City attorney reviews conflicts on council

After the Wadena City Council received opinions from its city attorney about possible conflicts of interest among council members, it asked for a written policy and procedure for dealing with possible conflicts in the future.

After the Wadena City Council received opinions from its city attorney about possible conflicts of interest among council members, it asked for a written policy and procedure for dealing with possible conflicts in the future.

City attorney Jeff Pederson addressed conflicts of interest questions among council members at the Dec. 11 council meeting.

"The whole conflict issue arises because the citizens have a right to understand and believe that the decisions being made here are being made in an unbiased basis for the right reasons," Pederson said.

These questions have come up, in part, because Wadena is a small town.

And because Wadena is a small town, "these kinds of things are going to come up," he said. "And you as a council have got to have figured out how you're going to deal with them."


On one hand, we need to recognize that council members may be and probably should be involved in things other than just city government, Pederson said. On the other hand, he added, the council needs to be responsive and recognize that it has an obligation to make sure that the citizens can count on fair and neutral decisions.

"You'll always have a personal interest in almost every decision," Pederson said. "A personal decision, a personal belief. If you didn't, something would be wrong. The question becomes, when does it become enough of a personal interest that the law prohibits it."

Pederson was asked to investigate three situations involving council members. He used information from a League of Minnesota Cities handbook on conflicts of interest and statute for his findings.

Two of the situations involve contracts and have to do with the city's health insurance. There isn't an outright ban of financial gain for matters dealing with group health insurance, Pederson said.

He outlined his findings for the two contractual situations.

The first situation involves Mayor Wayne Wolden being a part of the National Joint Powers Alliance board of directors. That is a paid position, although NJPA is a non-profit organization.

In looking at health insurance, the city council could look at NJPA and Wolden is technically an employee, Pederson said. But he doesn't have any ownership or bonuses based on what is produced or supervise anyone.

"Being an employee doesn't necessarily bar the city from entering into a contract with the NJPA," Pederson said.


But, it is advisable for Wolden to remove himself from discussions about health insurance at city council meetings, he said.

The second contractual situation involves councilman Toby Pierce being part of Toby Pierce and Associates, the firm that sells health insurance to the city of Wadena. This contract existed before Pierce became a councilman.

Pederson said as long as a contract was in place before and Pierce is not the agent in charge of the account, it is OK. Pederson pointed out that there is a financial interest that exists with commission, he said. There aren't any problems until the city is in the process of entering into or contracting in some way with Toby Pierce and Associates.
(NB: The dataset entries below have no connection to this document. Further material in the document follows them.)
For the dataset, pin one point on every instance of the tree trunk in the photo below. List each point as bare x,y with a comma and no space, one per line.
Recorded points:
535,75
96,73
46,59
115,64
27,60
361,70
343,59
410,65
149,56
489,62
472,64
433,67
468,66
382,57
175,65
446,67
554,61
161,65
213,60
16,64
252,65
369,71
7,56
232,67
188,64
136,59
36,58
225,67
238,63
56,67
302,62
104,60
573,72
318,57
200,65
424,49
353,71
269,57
If and when that happens, there are controls in place for the situation. Pederson listed those controls.

Beyond Pierce abstaining from discussions about health insurance, the council must approve the contract by unanimous vote, the council must pass a resolution setting out the essential facts such as the nature of the officer's interests, items or services provided and a statement saying the price is as low or lower than could be found elsewhere, Pederson said. And then, before it's paid, he said, the officer must file an affidavit saying his name, itemizing services, stating his interest in the services and more.
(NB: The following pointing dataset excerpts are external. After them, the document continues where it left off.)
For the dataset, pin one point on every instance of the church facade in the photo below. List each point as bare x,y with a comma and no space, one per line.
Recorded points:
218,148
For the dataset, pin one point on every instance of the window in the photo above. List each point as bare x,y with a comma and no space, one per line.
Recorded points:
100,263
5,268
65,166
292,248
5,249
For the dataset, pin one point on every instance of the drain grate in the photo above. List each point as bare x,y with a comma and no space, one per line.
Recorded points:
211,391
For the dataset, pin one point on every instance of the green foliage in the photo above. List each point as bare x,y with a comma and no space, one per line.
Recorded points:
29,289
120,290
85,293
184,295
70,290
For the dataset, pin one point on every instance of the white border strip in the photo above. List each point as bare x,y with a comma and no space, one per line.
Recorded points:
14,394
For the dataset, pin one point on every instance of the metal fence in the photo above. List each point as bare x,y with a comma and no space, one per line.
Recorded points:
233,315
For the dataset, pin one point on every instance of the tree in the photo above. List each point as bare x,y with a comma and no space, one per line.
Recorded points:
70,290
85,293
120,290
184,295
"Right now this isn't an issue," Pederson said.

But, as the city goes forward with looking into health insurance premiums these steps will need to be followed, he said.
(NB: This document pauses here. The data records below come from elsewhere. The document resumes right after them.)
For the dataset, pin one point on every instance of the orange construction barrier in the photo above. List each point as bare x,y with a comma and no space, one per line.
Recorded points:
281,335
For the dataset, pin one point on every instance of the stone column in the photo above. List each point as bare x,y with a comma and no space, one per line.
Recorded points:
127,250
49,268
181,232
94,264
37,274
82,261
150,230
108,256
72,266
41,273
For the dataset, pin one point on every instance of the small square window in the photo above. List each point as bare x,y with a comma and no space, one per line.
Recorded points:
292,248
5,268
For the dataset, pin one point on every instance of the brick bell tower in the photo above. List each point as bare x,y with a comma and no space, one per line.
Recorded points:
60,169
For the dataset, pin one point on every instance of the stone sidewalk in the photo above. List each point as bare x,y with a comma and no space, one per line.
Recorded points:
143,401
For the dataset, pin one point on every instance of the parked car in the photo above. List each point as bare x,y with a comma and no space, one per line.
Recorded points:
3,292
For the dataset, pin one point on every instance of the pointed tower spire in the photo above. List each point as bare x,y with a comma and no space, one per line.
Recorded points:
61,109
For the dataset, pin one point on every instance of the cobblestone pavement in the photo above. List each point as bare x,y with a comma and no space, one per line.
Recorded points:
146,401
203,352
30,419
The third case Pederson looked at was councilwoman Kay Browne and her involvement with Partners for a Healthy Wadena Region and the Depot.


There is no contract involving Partners or the Depot, he said. In discussing the matter with Browne and others, Pederson said he is confident there is no financial interest.

It is well known that Browne is very involved with the Depot project, Pederson said, and she feels her interests are in the public's interests. He found this to be true.

"I cannot tell you that the role you are taking on with the Partners is inconsistent with your role as a council member to the extent that I would tell you that you're prohibited from participating in discussions or votes in matters having to do with the Depot," Pederson said.

However, Pederson quoted a statement from the League of Minnesota Cities manual: "It is important to remember that the appearance of impropriety or of a conflict of interest can also be damaging to a council member's image and the city's reputation even if the act is not specifically prohibited by law."

A lot of consideration has to be given to how this matter looks in public, he said.

Pederson outlined possible ways for the council to handle future conflicts.

If a council member wonders what to do with a possible conflict, he or she should tell Pederson and disclose it to the council, he said. Also, he said not to vote or take any official action on something. The person shouldn't influence others by discussing something and could even leave the room, he said.

"You just need to be alert, you need to be thinking about the possibility of these conflicts," he said.


If someone decides to go against advice and discuss and vote on something deemed a conflict, decisions and contracts could be voided, Pederson said.

The council told Pederson it would like him to go further and have a written policy and procedure for how to deal with conflicts of interest.